Nel giugno del 1974, settantacinquenne, fu diretto da Strehler nel Giardino dei ciliegi. Angelo Maria Ripellino scrisse: «Chi potrà dimenticare il decrepito Firs di Renzo Ricci? Fedine bianche, luttuosa redingote da becchino, feluca napoleonica (quasi a ricordo di un personaggio che opprime le lettere russe). Passa ricurvo e svanito con la caffettiera o un vassoio nelle mani inguantate di bianco. Alla fine, nella muffa del buio che succede alla smodata bianchezza, si stende, come il guardiano di una cripta deserta, su un canapè ricoperto di tela e lugubre rantola le sue ultime battute» (Cechov coperto di gesso, in L’Espresso, 9 giugno 1974).

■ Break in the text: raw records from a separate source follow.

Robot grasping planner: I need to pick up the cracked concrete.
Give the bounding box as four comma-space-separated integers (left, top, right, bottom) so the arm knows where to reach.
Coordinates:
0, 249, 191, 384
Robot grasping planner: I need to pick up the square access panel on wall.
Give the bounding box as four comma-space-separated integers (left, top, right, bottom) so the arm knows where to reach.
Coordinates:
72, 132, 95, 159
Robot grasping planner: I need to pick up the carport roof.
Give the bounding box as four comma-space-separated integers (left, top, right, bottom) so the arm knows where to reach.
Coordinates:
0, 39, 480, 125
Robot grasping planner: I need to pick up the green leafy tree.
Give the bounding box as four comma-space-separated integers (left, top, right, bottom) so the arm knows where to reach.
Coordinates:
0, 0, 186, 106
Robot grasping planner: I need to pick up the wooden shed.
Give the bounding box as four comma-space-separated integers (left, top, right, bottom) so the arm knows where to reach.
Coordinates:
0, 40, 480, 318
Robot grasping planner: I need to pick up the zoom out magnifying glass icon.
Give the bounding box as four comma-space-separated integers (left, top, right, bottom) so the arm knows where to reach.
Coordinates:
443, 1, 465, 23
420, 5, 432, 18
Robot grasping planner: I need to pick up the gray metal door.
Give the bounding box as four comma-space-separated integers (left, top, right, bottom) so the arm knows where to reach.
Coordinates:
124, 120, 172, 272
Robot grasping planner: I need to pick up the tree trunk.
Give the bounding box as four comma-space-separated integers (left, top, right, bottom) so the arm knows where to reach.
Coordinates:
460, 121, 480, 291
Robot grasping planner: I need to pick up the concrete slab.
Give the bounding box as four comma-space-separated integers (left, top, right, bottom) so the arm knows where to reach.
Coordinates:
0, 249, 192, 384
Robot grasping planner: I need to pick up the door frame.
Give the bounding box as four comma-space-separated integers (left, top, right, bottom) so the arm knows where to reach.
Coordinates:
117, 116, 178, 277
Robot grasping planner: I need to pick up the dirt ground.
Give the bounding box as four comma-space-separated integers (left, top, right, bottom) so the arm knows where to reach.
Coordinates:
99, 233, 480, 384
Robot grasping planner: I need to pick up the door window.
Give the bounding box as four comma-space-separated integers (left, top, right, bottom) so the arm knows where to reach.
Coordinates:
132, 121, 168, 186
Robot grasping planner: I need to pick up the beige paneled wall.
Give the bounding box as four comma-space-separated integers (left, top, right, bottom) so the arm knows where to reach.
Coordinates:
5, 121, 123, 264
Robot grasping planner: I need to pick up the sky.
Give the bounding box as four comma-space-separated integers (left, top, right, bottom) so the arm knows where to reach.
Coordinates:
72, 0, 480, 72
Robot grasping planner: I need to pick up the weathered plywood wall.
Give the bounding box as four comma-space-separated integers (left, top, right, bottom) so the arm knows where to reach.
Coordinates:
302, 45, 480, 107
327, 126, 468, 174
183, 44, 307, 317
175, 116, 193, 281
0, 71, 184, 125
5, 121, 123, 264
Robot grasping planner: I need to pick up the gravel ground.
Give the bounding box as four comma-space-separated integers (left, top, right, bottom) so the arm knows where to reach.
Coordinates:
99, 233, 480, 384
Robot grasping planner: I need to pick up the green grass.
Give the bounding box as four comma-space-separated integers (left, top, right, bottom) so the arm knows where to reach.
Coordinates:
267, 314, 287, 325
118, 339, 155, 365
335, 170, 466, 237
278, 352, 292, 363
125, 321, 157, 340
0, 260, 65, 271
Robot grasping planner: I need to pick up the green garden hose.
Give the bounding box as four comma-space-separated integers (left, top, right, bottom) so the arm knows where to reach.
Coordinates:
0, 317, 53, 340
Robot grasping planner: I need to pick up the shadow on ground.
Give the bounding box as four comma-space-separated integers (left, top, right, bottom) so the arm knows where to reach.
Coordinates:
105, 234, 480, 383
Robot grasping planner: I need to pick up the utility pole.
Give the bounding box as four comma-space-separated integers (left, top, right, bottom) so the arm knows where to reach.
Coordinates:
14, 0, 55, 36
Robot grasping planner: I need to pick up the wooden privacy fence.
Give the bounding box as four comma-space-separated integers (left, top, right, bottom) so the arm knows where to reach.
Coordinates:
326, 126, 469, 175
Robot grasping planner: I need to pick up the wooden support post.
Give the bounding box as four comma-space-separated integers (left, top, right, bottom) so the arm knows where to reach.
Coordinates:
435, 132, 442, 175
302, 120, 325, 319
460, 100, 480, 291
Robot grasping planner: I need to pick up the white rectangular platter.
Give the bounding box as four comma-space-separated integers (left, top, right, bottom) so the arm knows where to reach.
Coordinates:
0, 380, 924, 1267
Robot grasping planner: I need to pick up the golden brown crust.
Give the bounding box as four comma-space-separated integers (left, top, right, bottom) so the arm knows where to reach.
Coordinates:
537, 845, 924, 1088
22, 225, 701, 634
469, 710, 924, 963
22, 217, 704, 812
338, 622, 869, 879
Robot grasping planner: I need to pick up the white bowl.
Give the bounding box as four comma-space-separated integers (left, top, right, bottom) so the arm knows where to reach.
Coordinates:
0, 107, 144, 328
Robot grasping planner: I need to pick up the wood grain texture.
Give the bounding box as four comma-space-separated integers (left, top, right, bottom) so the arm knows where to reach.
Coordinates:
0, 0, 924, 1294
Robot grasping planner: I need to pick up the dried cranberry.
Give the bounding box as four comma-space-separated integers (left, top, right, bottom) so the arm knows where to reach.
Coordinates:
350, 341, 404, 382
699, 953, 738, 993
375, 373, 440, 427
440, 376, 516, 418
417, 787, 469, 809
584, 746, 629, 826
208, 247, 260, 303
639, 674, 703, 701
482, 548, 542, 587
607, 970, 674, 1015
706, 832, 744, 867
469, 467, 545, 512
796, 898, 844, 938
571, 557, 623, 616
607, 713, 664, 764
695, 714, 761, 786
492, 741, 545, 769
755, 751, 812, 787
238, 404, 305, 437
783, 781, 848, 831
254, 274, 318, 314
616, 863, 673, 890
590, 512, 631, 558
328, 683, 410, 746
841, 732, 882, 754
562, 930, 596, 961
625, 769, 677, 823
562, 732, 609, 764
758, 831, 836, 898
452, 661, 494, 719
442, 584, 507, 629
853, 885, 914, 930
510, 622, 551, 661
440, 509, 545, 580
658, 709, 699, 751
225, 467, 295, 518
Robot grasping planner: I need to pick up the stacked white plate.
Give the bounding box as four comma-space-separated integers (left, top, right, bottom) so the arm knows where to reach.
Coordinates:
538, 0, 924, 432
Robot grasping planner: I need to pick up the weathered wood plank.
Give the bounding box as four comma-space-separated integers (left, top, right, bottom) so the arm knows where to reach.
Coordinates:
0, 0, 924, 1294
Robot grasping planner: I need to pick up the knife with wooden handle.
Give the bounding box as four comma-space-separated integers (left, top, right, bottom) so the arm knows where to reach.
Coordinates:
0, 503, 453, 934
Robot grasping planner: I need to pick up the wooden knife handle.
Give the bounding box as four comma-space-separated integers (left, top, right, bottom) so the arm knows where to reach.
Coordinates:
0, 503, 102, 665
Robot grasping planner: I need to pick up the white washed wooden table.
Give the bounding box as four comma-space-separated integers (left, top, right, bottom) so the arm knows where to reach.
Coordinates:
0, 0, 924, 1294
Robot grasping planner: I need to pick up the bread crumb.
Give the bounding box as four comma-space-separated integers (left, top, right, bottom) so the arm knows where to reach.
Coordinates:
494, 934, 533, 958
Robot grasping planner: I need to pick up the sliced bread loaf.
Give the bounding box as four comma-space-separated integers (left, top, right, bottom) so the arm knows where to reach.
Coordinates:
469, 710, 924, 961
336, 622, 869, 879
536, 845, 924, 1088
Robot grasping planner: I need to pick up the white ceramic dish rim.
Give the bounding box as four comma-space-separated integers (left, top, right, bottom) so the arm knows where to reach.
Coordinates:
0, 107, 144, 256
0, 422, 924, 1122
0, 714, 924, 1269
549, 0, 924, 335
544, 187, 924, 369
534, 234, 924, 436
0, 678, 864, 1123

Riprese il personaggio di Firs anche nell’ultima apparizione televisiva del 1978: Il giardino dei ciliegi con la regia di Strehler e Carlo Battistoni.
Morì poco dopo a Milano, il 20 ottobre 1978.

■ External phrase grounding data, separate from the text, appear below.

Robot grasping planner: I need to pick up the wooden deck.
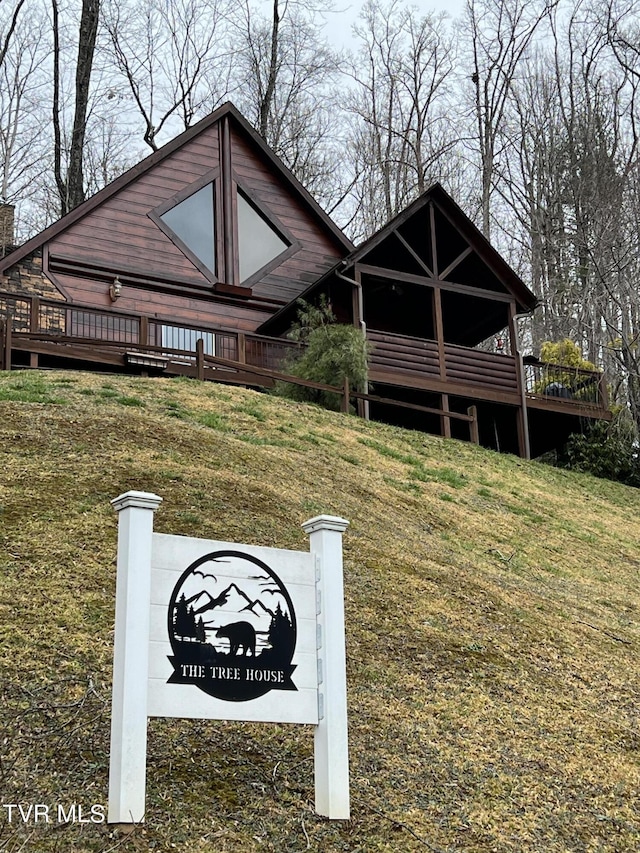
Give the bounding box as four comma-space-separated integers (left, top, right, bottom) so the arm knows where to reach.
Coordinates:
367, 329, 609, 418
0, 293, 609, 426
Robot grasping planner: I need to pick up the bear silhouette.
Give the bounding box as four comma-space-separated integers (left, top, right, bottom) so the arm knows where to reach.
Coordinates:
216, 622, 256, 657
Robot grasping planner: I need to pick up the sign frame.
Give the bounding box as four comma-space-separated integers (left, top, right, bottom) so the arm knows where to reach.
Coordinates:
108, 491, 350, 824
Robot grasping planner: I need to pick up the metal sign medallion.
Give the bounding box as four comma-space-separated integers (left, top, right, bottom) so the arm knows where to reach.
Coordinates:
167, 551, 297, 702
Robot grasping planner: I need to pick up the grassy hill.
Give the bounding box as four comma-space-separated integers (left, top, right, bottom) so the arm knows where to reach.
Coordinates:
0, 372, 640, 853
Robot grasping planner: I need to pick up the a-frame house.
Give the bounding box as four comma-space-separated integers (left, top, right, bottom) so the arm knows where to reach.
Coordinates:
0, 104, 608, 456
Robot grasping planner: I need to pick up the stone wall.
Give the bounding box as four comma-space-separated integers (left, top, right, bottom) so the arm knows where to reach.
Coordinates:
0, 249, 64, 300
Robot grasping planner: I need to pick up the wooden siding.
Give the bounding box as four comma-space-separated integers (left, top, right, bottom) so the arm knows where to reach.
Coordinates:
49, 125, 218, 285
38, 116, 344, 331
55, 274, 273, 332
231, 128, 345, 304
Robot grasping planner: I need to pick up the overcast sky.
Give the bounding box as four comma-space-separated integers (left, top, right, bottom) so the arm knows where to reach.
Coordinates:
327, 0, 465, 47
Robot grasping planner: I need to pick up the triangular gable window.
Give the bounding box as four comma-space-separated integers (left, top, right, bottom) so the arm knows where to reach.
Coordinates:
160, 183, 216, 275
149, 170, 296, 296
238, 192, 288, 283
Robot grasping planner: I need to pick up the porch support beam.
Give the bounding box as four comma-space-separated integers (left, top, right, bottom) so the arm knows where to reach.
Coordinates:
356, 264, 513, 302
432, 288, 447, 380
509, 301, 531, 459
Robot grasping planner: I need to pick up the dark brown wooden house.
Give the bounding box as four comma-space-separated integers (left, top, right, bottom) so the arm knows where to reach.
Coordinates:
0, 104, 608, 456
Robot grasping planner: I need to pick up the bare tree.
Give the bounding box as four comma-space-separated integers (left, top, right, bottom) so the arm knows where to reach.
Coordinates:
465, 0, 559, 238
0, 5, 49, 208
105, 0, 228, 151
347, 0, 458, 236
51, 0, 100, 215
230, 0, 341, 205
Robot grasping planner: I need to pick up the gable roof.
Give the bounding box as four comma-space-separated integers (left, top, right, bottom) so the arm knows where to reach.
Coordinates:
259, 183, 538, 334
345, 183, 538, 312
0, 102, 353, 273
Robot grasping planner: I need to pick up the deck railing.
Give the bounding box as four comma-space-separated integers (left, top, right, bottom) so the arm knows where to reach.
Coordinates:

La figlia Eleonora (Nora), nata a Viareggio il 19 luglio 1924, fu attrice di teatro, cinema e televisione. Moglie di Vittorio Gassman, con cui ebbe, nel 1945, la figlia Paola e dal quale si separò nel 1952, esordì in teatro con la compagnia di Laura Adani. Attrice eclettica e multiforme, lavorò con Franca Valeri in Lina e il cavaliere (1958) e con la compagnia di De Lullo in Victor o i bambini al potere (1968). Per il cinema Luchino Visconti la volle con sé in Bellissima (1951), Le Streghe (1967), La caduta degli dei (1969), Morte a Venezia (1971) e Ludwig (1972). Sempre per il cinema collaborò, tra gli altri, anche con Giuseppe Patroni Griffi in Metti una sera a cena (1969). Morì a Roma il 16 aprile 1976.
Fonti e Bibl.: M. Praga, Acidalia, in L’Illustrazione italiana, 13 maggio 1919; P. Gobetti, R. R., in L’Ordine nuovo, 10 giugno 1922; P. Lissa, Elogi: alterno stile di R. R., in Il dramma, 1° marzo 1934; R. Simoni, Il ragno, in Il corriere della sera, 20 marzo 1935; E. Bertuetti, Ritratti quasi veri: R. R., in Il dramma, 15 dicembre 1935; R. Simoni, Teatri di ieri. Ritratti e ricordi, Milano 1938, passim; R. Ricci, Quarant’anni: esame di maturità, in Scenario, febbraio 1939; L. Rapaci, Ricci santo e re al Nuovo, in L’Illustrazione italiana, dicembre 1940; M. Ramperti, Attori d’Italia. R. R., in Scenario, gennaio 1941; E.F. Palmieri, Uno e due. R. R., in Scenario, gennaio 1942; R. Ricci, Intervista a quattr’occhi con R. R., in Sipario, novembre 1955; R. R., in Enciclopedia dello spettacolo, VIII, Roma 1961; L. Ridenti, Teatro italiano fra le due guerre 1915-1940, Genova 1968, passim; D. Fabbri, Ricordo di R. R., in Il Dramma, aprile 1979; G. Rocca, R. R., in La vampa della ribalta, Torino 2002, pp. 224 s.; R. Ricci, Diario del cammino di un attore, in P. Gassman, Una grande famiglia dietro le spalle, Venezia 2007, pp. 3-31.